A0259
Title: The determinants of liquidity in the Japanese government bond markets: An interpretable machine learning approach
Authors: Toshiyuki Sakiyama - The Bank of Japan (Japan)
Satoko Kojima - The Bank of Japan (Japan) [presenting]
Abstract: Liquidity in government bond markets is critical for the functioning of financial markets. The aim is to study what and how bond features drive the liquidity measured by price dispersion by applying machine learning approaches to high-granularity data from the Bank of Japan financial network system. The main findings are threefold. First, the decomposition of the liquidity indicator into bond features reveals that the historical volatility of benchmark prices has been the main driver of the liquidity indicator, while the contributions of the share of non-clearing participants' transactions and the share of the central bank's transactions and holdings have increased since around 2021. Second, some bond features affect the liquidity indicator non-linearly.

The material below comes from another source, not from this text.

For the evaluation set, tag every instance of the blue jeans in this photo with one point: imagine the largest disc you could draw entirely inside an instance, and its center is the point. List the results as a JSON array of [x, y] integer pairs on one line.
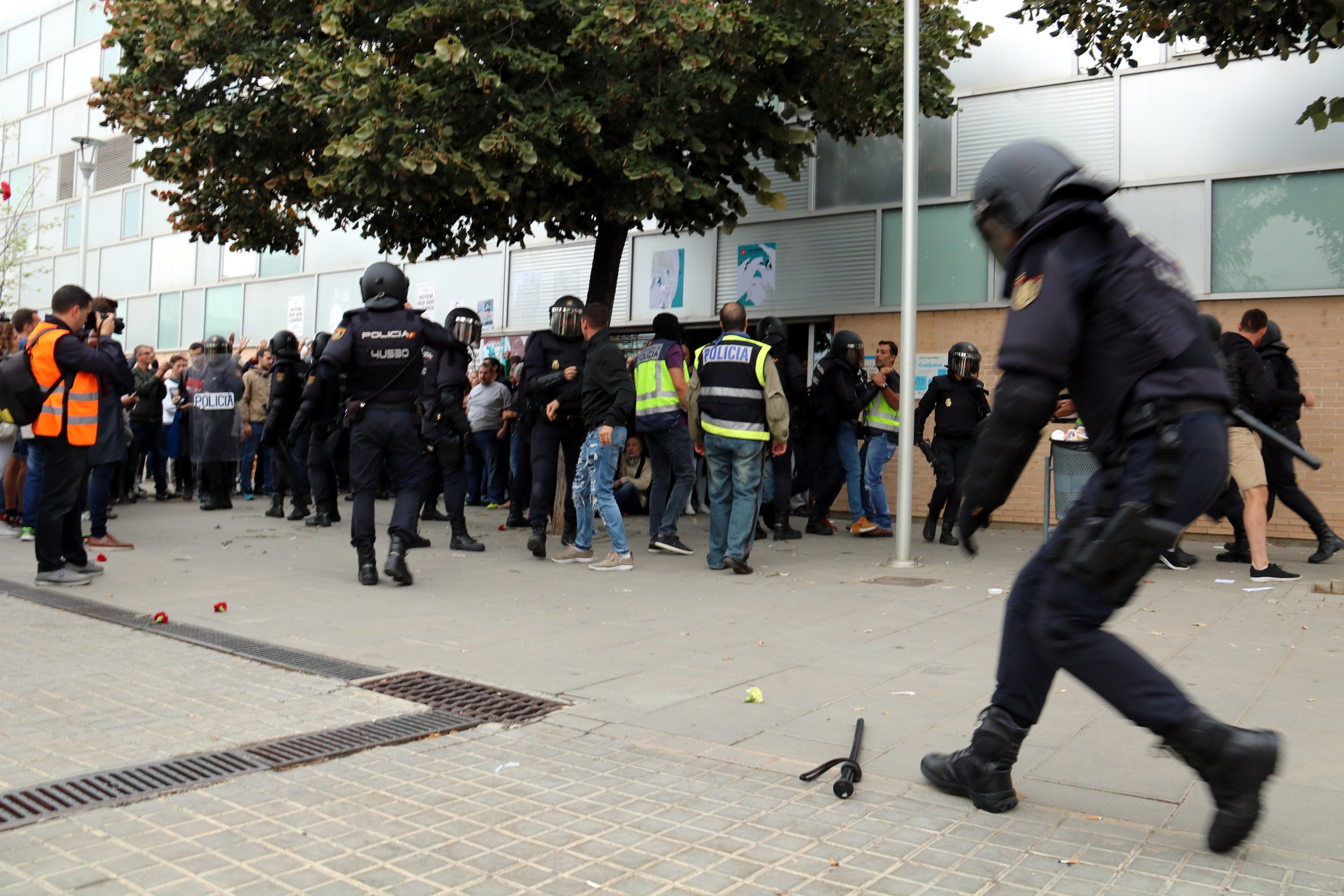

For bond features such as the share of foreign financial institutions' transactions, the number of trading financial institutions, and the share of the central bank's holdings, the liquidity indicator improves as the values of these bond features increase, but it deteriorates once they exceed certain thresholds. Third, bond features such as maturity and the number of trading financial institutions interact strongly with other bond features in a way that changes how the interacted bond features affect the liquidity indicator.